The diversity, composition, and dynamics of vegetation during succession are highly dependent on relationships with frugivorous animals. Birds are among the principal animal dispersal agents of tropical forest plant species. We are working on the Biological Dynamics of Forest Fragments Project (BDFFP) located 70 km north of Manaus, Brazil, to determine how forest fragmentation, secondary forest regeneration, and interspecific variation in avian foraging behavior influence the recruitment of Heliconia acuminata, a common understory plant in primary forests.
By using a combination of empirical and modeling approaches, we have elucidated the degree to which biotic and abiotic factors acting at various spatial and temporal scales contribute to recruitment of H. acuminata in this human-modified landscape.
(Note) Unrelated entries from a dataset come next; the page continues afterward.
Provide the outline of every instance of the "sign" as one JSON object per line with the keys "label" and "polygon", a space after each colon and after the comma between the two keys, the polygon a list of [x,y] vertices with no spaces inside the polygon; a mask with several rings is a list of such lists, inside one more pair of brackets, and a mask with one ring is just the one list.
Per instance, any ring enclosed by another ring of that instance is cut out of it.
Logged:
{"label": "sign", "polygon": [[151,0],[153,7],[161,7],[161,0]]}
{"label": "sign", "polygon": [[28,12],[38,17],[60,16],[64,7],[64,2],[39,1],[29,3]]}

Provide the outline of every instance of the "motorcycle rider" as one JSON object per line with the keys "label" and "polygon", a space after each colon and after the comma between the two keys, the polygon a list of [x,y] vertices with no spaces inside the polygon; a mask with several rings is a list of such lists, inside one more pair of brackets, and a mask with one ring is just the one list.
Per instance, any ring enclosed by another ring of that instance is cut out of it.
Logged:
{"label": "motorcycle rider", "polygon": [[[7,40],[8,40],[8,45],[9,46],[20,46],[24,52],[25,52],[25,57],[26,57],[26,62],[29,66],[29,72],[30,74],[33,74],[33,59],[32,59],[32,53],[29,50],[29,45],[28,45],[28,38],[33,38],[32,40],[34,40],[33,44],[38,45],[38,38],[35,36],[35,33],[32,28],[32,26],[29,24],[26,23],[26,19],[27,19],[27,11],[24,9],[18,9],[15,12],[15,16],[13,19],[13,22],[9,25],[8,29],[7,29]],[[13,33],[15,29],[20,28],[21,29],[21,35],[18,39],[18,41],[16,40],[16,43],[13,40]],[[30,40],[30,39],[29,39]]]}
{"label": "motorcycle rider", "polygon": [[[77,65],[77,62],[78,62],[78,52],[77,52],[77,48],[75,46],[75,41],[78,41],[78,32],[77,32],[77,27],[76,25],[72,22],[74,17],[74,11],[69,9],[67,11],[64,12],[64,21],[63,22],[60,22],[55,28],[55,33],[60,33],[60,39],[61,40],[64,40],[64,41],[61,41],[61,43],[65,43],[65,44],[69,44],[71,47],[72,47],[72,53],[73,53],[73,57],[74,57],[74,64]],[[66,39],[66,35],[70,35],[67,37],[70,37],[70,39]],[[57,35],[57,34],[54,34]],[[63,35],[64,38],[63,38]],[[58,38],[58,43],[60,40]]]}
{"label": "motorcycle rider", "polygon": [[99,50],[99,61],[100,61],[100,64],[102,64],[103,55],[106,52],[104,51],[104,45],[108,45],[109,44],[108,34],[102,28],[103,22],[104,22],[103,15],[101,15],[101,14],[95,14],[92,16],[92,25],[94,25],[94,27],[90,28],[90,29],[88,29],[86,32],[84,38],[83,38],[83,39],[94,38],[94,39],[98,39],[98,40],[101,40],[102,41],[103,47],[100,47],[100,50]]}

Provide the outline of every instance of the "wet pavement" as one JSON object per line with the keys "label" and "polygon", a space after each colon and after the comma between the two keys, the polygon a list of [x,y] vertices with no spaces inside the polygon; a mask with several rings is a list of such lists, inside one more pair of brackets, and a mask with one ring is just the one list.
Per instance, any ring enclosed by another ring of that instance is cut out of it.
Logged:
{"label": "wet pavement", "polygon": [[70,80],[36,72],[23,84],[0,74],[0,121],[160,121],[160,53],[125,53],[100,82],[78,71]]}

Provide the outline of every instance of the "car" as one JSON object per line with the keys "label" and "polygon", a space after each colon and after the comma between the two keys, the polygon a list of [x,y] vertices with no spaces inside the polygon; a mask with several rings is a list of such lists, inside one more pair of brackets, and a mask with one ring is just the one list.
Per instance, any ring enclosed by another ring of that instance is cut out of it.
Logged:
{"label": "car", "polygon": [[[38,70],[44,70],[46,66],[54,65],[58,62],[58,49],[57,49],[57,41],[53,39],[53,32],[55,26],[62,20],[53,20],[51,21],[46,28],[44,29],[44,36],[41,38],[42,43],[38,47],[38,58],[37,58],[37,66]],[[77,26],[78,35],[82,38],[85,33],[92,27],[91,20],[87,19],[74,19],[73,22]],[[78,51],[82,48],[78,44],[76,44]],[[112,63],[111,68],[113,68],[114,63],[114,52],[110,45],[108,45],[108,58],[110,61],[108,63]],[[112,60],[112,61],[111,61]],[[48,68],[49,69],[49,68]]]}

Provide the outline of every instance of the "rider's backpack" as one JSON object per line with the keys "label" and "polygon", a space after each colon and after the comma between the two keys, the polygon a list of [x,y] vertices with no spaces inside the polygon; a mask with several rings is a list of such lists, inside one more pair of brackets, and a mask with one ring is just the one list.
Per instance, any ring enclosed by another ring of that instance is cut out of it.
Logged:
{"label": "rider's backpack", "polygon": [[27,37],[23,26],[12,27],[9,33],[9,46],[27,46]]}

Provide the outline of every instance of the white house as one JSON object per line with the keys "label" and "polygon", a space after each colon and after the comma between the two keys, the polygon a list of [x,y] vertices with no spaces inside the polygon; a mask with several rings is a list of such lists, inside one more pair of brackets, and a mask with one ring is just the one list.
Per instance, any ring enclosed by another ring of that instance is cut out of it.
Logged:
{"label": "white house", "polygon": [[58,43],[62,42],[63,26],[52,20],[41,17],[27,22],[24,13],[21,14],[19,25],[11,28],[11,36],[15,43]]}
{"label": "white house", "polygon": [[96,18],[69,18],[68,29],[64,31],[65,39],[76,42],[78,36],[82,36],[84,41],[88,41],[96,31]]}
By mapping and measuring seedlings in long-term plots at high spatial resolution, radio-tracking bird dispersers, conducting feeding experiments to estimate seed gut passage rates, quantifying the abiotic environment (e.g., light availability), and developing detailed GIS vegetation maps of the area surrounding the fragments, we can integrate the necessary data in sophisticated spatially-explicit models of seed rain and seedling recruitment.
Marina Cortes, a former graduate student, developed microsatellite primers for H. acuminata and has genotyped over 2,500 individuals within this landscape at two time points, 1998 and 2005. These snapshots in time represent fine-scale genetic structure before (1998) and after (2005) secondary forest re-growth in the matrix surrounding the forests. These data provide us with unique empirical and theoretical insights into the effects of landscape fragmentation and the characteristics of the surrounding landscape on disperser behaviour and population genetic structure, a vital contribution to ecology.
Figures 1 and 2. Prof. Uriarte and Prof. Bruna collecting data on the field and Heliconia acuminata.
Figure 3. Study site surrounding landscape.